This is the artifact for the MLSys'25 paper "Morphling: Exploiting Job Reconfigurability for Deep Learning Cluster Scheduling".
You will be able to verify the functionality of the Morphling and reproduce the main results in the paper by following the instructions provided below in order.
Besides, we provide the code organization of Morphling at the end of this document. You can check the functionality of Morphling by reviewing the codes.
For AE Reviewers,
Morphling can be deployed in real GPU clusters. In our paper, we validated Morphling’s advantages using a GPU cluster equipped with 64 NVIDIA A800 GPUs. However, reproducing Table 4 in Section 7.3 requires access to the internal 64-GPU cluster in our organization, and completing the entire experiments are both costly and time-consuming (the sum of
Makespan (h)
values in Table 4 indicates that it would take at least 9 days to complete).To facilitate the rapid verification of Morphling’s core functionalities, we collect the throughput values of the models under different resource amounts and execution plans in advance. We use these values to reproduce the performance model validations and micro-benchmarks in the paper. And we also provide a cluster simulator that emulates Morphling’s scheduling in the 64-GPU cluster.

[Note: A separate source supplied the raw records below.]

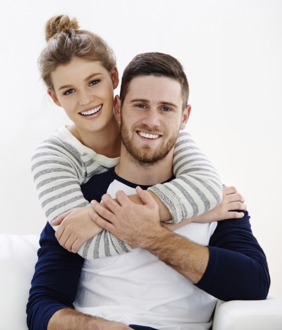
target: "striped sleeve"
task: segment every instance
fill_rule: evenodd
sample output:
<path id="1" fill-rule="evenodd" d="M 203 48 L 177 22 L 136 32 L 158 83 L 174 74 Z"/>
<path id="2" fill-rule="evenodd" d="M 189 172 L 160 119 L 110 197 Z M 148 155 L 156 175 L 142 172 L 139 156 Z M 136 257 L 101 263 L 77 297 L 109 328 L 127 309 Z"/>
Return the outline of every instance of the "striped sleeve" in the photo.
<path id="1" fill-rule="evenodd" d="M 173 173 L 176 178 L 149 188 L 172 216 L 170 223 L 202 214 L 218 205 L 222 185 L 216 170 L 189 133 L 182 131 L 175 146 Z"/>

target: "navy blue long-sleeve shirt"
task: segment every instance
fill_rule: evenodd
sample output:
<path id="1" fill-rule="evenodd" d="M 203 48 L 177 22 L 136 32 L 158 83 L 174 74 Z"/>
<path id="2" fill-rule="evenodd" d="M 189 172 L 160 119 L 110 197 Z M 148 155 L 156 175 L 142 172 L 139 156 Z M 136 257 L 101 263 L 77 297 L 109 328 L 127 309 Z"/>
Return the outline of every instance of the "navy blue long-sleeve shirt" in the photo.
<path id="1" fill-rule="evenodd" d="M 116 176 L 113 170 L 96 175 L 96 187 L 99 182 L 101 187 L 108 187 L 111 180 L 109 175 Z M 105 191 L 92 189 L 90 185 L 82 186 L 85 197 L 89 200 L 101 200 Z M 27 305 L 29 330 L 46 330 L 54 313 L 74 308 L 84 260 L 60 246 L 48 223 L 41 233 L 40 244 Z M 196 286 L 226 301 L 266 298 L 270 285 L 267 263 L 252 232 L 247 212 L 242 219 L 218 222 L 208 247 L 208 265 Z"/>

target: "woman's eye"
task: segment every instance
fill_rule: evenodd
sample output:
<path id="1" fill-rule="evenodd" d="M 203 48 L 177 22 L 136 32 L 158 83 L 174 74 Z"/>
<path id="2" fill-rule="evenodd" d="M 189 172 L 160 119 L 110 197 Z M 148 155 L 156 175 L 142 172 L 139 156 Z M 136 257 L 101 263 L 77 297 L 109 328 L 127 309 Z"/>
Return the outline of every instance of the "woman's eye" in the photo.
<path id="1" fill-rule="evenodd" d="M 64 95 L 69 95 L 70 94 L 71 94 L 74 92 L 74 89 L 68 89 L 68 91 L 66 91 L 64 93 Z"/>
<path id="2" fill-rule="evenodd" d="M 97 85 L 99 82 L 99 81 L 100 80 L 93 80 L 89 84 L 90 86 L 93 86 L 93 85 Z"/>

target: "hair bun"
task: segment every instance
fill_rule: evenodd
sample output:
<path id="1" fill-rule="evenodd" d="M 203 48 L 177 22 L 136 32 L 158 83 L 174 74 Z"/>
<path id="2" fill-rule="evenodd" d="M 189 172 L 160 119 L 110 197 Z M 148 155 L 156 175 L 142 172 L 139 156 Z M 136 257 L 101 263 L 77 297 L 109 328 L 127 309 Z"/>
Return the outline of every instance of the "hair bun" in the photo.
<path id="1" fill-rule="evenodd" d="M 49 40 L 59 32 L 69 31 L 71 29 L 77 31 L 79 28 L 76 18 L 71 20 L 67 15 L 54 16 L 47 21 L 45 25 L 45 39 Z"/>

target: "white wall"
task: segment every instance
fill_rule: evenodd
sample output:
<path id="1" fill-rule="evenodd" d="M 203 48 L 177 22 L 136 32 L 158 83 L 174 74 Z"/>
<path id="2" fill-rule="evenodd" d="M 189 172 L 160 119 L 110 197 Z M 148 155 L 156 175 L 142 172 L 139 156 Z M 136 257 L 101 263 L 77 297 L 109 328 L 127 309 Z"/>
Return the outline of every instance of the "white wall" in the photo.
<path id="1" fill-rule="evenodd" d="M 121 73 L 138 53 L 183 64 L 192 113 L 187 128 L 245 196 L 282 298 L 282 2 L 280 0 L 14 0 L 0 5 L 2 99 L 0 232 L 39 233 L 45 223 L 29 159 L 69 122 L 39 79 L 37 59 L 51 16 L 75 16 L 114 50 Z"/>

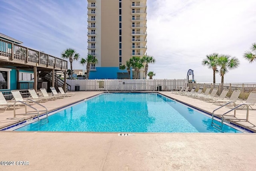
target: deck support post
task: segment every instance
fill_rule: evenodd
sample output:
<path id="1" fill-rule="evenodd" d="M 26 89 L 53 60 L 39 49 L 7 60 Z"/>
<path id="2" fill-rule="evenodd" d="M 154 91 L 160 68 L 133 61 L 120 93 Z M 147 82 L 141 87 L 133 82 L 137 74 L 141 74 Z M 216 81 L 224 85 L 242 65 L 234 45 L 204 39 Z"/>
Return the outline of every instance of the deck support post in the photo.
<path id="1" fill-rule="evenodd" d="M 37 67 L 36 66 L 34 67 L 34 89 L 36 92 L 37 91 Z"/>
<path id="2" fill-rule="evenodd" d="M 52 71 L 52 87 L 54 87 L 54 82 L 55 79 L 54 78 L 54 69 L 53 69 Z"/>
<path id="3" fill-rule="evenodd" d="M 63 89 L 64 89 L 64 91 L 66 93 L 66 84 L 67 84 L 67 70 L 65 70 L 64 72 L 64 85 L 63 86 Z"/>

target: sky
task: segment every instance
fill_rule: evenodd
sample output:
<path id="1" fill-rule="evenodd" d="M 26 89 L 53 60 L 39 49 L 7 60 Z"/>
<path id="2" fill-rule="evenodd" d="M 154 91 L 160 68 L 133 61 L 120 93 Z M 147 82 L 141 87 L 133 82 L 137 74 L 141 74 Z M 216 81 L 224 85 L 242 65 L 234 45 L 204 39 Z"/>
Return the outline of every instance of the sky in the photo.
<path id="1" fill-rule="evenodd" d="M 0 0 L 0 32 L 57 57 L 72 48 L 86 58 L 87 4 Z M 256 42 L 256 6 L 255 0 L 148 0 L 147 53 L 156 59 L 148 69 L 156 74 L 153 78 L 185 79 L 191 69 L 198 82 L 212 82 L 212 70 L 201 62 L 218 53 L 240 61 L 225 75 L 224 83 L 256 82 L 256 62 L 242 57 Z M 78 62 L 73 68 L 85 70 Z M 220 82 L 217 74 L 216 83 Z"/>

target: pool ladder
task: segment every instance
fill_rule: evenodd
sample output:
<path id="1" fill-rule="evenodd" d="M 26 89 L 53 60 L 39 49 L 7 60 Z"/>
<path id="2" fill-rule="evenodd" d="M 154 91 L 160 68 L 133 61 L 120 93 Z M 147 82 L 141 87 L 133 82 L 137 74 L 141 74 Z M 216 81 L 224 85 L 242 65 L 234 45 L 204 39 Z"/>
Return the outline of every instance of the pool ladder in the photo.
<path id="1" fill-rule="evenodd" d="M 216 123 L 214 123 L 214 112 L 215 112 L 215 111 L 216 111 L 216 110 L 218 110 L 219 109 L 224 107 L 224 106 L 226 106 L 227 105 L 230 104 L 230 103 L 233 103 L 233 104 L 234 105 L 234 108 L 233 108 L 233 109 L 231 109 L 229 110 L 227 112 L 225 113 L 224 113 L 222 115 L 222 116 L 221 117 L 221 124 L 220 125 L 219 125 Z M 222 127 L 223 126 L 223 121 L 226 121 L 226 120 L 224 119 L 224 116 L 227 114 L 227 113 L 229 113 L 229 112 L 231 112 L 231 111 L 234 111 L 234 117 L 236 117 L 236 109 L 237 109 L 238 107 L 240 107 L 241 106 L 245 106 L 247 107 L 247 111 L 246 111 L 246 121 L 248 121 L 248 118 L 249 117 L 249 106 L 248 106 L 248 105 L 247 105 L 246 104 L 244 104 L 244 103 L 242 103 L 241 104 L 239 105 L 238 105 L 237 106 L 236 106 L 236 103 L 233 101 L 230 101 L 227 103 L 225 104 L 224 105 L 222 105 L 222 106 L 220 106 L 220 107 L 218 107 L 217 109 L 215 109 L 212 112 L 212 126 L 213 127 L 214 127 L 215 128 L 219 129 L 220 131 L 221 131 L 221 129 L 222 128 Z"/>
<path id="2" fill-rule="evenodd" d="M 35 107 L 31 106 L 30 105 L 28 105 L 27 102 L 28 102 L 28 101 L 30 101 L 31 102 L 32 102 L 32 103 L 34 103 L 36 104 L 41 106 L 42 107 L 44 108 L 44 109 L 45 109 L 45 110 L 38 110 L 37 109 L 36 109 L 36 108 L 35 108 Z M 25 113 L 20 113 L 20 114 L 16 114 L 16 103 L 21 103 L 23 105 L 25 105 Z M 19 104 L 18 103 L 18 105 L 19 105 Z M 29 107 L 34 109 L 34 110 L 35 110 L 36 111 L 36 113 L 31 113 L 33 111 L 28 111 L 27 110 L 27 106 L 28 107 Z M 38 122 L 38 125 L 40 126 L 40 122 L 39 122 L 39 112 L 41 112 L 41 111 L 45 111 L 46 112 L 46 119 L 47 120 L 47 122 L 48 122 L 49 121 L 48 120 L 48 110 L 47 109 L 47 108 L 46 108 L 45 107 L 45 106 L 39 104 L 38 103 L 37 103 L 35 101 L 34 101 L 34 100 L 32 100 L 31 99 L 27 99 L 25 102 L 24 102 L 24 101 L 16 101 L 14 105 L 13 105 L 13 115 L 14 115 L 14 118 L 16 118 L 16 116 L 17 115 L 35 115 L 36 114 L 37 114 L 37 121 Z"/>

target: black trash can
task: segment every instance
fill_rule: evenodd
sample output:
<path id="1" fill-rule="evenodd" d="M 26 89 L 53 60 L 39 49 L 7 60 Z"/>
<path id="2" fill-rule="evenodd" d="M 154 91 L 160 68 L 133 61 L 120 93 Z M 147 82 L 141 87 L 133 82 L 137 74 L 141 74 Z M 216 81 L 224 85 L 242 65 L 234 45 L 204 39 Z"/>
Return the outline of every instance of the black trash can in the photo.
<path id="1" fill-rule="evenodd" d="M 157 86 L 156 86 L 156 90 L 158 91 L 162 91 L 162 86 L 158 85 Z"/>
<path id="2" fill-rule="evenodd" d="M 78 85 L 75 86 L 75 91 L 80 91 L 80 86 Z"/>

More details can be found in the
simulator/README.md
. It is important to highlight that in the simulator, the core components of the system, such as the performance model and scheduling algorithm in Morphling, function in the same way as they do in real GPU clusters.Additionally, we are pleased to offer code and its organization to help Morphling setup in a real GPU cluster. These details can be found under
sched/README.md
.
We have already setup the Docker containers and pushed to the public repository. The reviewers just need to pull the container:
docker pull zzxy180318/morphling-artifact:mlsys25ae
You can also setup the containers by yourself by using Dockerfile:
docker build -t morphling:mlsys25ae .
Finally, you can launch the docker image by:
docker run -tid --name morphling-artifact morphling:mlsys25ae
docker exec -it morphling-artifact /bin/bash
To verify that the environment has been successfully built and to check the basic functionality of the artifact, we provided a naive example that can be finished in less than 1 minute.

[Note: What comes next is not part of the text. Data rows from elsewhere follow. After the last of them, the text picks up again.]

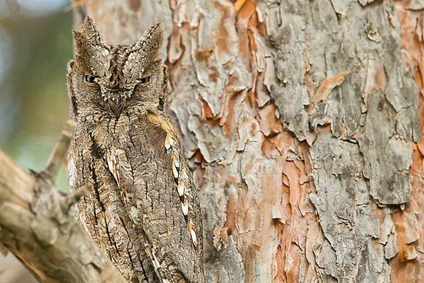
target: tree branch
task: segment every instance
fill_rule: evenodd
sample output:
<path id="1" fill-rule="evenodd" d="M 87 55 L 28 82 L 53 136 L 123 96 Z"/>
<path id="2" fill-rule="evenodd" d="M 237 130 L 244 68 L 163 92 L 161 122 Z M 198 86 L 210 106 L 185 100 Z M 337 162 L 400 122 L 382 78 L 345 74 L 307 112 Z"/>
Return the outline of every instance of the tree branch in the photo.
<path id="1" fill-rule="evenodd" d="M 42 282 L 126 282 L 69 211 L 91 187 L 67 195 L 54 187 L 74 131 L 68 121 L 46 168 L 33 175 L 0 150 L 0 249 Z"/>

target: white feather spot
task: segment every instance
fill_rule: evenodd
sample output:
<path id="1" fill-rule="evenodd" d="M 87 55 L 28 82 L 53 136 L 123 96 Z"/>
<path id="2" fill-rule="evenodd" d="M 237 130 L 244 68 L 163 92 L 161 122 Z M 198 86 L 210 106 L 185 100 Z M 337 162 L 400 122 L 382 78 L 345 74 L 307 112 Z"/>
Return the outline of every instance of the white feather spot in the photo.
<path id="1" fill-rule="evenodd" d="M 133 220 L 135 220 L 138 218 L 138 212 L 137 208 L 136 207 L 131 207 L 131 218 Z"/>
<path id="2" fill-rule="evenodd" d="M 182 180 L 178 182 L 177 190 L 178 190 L 178 195 L 182 197 L 184 195 L 184 191 L 185 190 L 185 185 L 184 185 L 184 181 Z"/>
<path id="3" fill-rule="evenodd" d="M 192 229 L 190 233 L 192 234 L 192 240 L 193 240 L 193 243 L 194 246 L 197 246 L 197 237 L 196 236 L 196 232 L 194 232 L 194 230 Z"/>
<path id="4" fill-rule="evenodd" d="M 153 267 L 155 267 L 155 270 L 158 270 L 158 268 L 160 267 L 160 265 L 159 264 L 159 262 L 156 258 L 156 255 L 155 255 L 155 253 L 152 252 L 152 255 L 153 256 L 154 259 L 154 260 L 152 261 L 152 263 L 153 264 Z"/>
<path id="5" fill-rule="evenodd" d="M 171 135 L 168 133 L 166 135 L 166 138 L 165 139 L 165 148 L 168 150 L 174 145 L 174 139 L 171 137 Z"/>
<path id="6" fill-rule="evenodd" d="M 184 202 L 181 202 L 181 208 L 182 209 L 182 213 L 184 215 L 187 215 L 189 213 L 189 204 Z"/>
<path id="7" fill-rule="evenodd" d="M 174 173 L 174 178 L 178 179 L 178 171 L 177 170 L 177 167 L 175 166 L 175 163 L 174 160 L 172 159 L 172 173 Z"/>

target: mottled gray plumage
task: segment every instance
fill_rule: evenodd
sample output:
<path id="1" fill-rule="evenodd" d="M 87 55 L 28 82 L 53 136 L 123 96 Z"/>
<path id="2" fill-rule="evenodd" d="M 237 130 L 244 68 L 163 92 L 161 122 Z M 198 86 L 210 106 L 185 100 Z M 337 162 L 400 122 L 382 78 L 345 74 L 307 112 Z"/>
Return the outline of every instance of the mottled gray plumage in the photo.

cd artifact/0_getting_started
# Submit 10 workloads, schedule them with Morphling and wait them for completion.
./morphling_exp simulator/workloads/naive.csv morphling 60 8 8 96 1600 400 100 0 'naive'
During the execution of the script, Morphling continuously prints the active jobs, GPU utilization, completed jobs, average job completion time and makespan at each simulator interval. You should be able to see logs like:
...
---------------- SIMULATOR TIME: xxxx ----------------
Active jobs:
llama30-8: [restarts x] [placement (x,x,x,x)]
GPU utilization: xx
Completed jobs:
{'xx-0': xxxx, 'xx-1': xxxx, ...}
Average JCT (s): xxxxx
Makespan (s): xxxx
...
The final values of Average JCT
and Makespan
is the average job completion time and the makespan of the trace, respectively.

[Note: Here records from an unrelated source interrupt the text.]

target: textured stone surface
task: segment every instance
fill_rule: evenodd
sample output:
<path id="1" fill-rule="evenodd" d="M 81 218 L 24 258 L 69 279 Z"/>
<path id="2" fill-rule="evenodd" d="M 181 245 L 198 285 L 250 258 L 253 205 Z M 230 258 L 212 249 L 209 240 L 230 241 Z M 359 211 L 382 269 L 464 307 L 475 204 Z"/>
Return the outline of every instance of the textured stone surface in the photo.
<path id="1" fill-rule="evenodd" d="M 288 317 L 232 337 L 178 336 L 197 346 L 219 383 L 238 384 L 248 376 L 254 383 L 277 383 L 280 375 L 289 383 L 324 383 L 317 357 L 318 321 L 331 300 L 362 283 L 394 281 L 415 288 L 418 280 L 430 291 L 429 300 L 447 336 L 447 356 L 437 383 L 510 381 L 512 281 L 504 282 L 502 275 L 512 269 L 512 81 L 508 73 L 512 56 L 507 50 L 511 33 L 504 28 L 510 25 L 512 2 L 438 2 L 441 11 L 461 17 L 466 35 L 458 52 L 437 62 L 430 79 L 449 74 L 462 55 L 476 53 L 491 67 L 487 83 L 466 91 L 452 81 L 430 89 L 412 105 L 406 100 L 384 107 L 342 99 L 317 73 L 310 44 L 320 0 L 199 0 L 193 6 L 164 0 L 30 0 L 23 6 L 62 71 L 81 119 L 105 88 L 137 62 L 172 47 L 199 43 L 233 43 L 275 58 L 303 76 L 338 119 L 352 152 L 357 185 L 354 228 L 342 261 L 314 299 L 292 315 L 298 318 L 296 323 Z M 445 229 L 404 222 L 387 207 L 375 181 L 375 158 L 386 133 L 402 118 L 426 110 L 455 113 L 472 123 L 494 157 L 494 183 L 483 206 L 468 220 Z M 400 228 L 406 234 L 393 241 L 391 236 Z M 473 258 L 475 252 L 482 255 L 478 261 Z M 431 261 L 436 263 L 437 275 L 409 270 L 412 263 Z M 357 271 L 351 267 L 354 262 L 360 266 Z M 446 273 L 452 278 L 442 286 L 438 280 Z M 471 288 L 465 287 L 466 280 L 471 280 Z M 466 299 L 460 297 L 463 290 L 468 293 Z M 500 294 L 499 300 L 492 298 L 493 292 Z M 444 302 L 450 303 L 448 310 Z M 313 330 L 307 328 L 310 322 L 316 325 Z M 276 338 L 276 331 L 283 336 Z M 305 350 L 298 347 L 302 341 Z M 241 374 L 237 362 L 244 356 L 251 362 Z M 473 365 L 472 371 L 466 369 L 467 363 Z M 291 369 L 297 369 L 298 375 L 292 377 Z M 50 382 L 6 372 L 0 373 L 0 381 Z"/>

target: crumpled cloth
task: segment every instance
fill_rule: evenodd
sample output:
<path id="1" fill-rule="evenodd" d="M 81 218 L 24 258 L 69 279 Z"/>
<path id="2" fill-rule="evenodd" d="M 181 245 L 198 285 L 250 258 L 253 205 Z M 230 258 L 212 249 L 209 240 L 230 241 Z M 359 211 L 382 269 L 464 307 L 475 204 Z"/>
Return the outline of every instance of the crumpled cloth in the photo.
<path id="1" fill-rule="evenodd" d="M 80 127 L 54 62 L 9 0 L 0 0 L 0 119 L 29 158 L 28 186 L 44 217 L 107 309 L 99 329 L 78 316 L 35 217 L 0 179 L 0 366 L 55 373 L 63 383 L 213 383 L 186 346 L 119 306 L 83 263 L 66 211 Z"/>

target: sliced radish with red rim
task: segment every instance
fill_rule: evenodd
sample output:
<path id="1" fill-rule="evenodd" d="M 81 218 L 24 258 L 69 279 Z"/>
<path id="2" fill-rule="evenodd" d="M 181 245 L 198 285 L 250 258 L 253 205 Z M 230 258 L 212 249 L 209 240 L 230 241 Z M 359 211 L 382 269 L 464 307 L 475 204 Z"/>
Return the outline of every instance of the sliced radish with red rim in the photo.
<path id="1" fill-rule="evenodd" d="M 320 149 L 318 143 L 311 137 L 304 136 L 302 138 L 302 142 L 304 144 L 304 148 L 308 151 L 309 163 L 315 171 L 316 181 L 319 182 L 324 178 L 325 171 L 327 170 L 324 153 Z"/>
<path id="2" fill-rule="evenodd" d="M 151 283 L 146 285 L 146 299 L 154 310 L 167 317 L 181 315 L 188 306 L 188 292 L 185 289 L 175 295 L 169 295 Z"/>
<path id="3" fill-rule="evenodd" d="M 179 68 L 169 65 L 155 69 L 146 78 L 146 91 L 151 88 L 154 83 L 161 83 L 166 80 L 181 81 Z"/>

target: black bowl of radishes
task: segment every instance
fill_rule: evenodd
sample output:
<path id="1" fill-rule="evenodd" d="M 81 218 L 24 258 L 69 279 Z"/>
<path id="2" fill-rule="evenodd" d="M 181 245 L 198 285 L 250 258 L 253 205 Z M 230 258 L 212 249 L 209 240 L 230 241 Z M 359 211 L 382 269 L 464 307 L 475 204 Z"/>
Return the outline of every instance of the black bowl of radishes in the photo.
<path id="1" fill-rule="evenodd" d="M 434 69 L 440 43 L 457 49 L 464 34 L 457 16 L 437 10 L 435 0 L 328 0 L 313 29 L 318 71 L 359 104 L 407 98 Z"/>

If the above command is executed successfully without getting stuck for a long time, it means that we have built the environment correctly and can go to the next detailed instructions section.
The estimated time of running all experiments below for once is about 2 hours.
*You can execute the *.ipynb files we provided for the experiments. Alternatively, you can also directly view the *.md files, which are generated by the .ipynb files, to obtain the experimental results in Section 7.1 and Section 7.2.
- Run script to generate a new Notebook file that includes the output.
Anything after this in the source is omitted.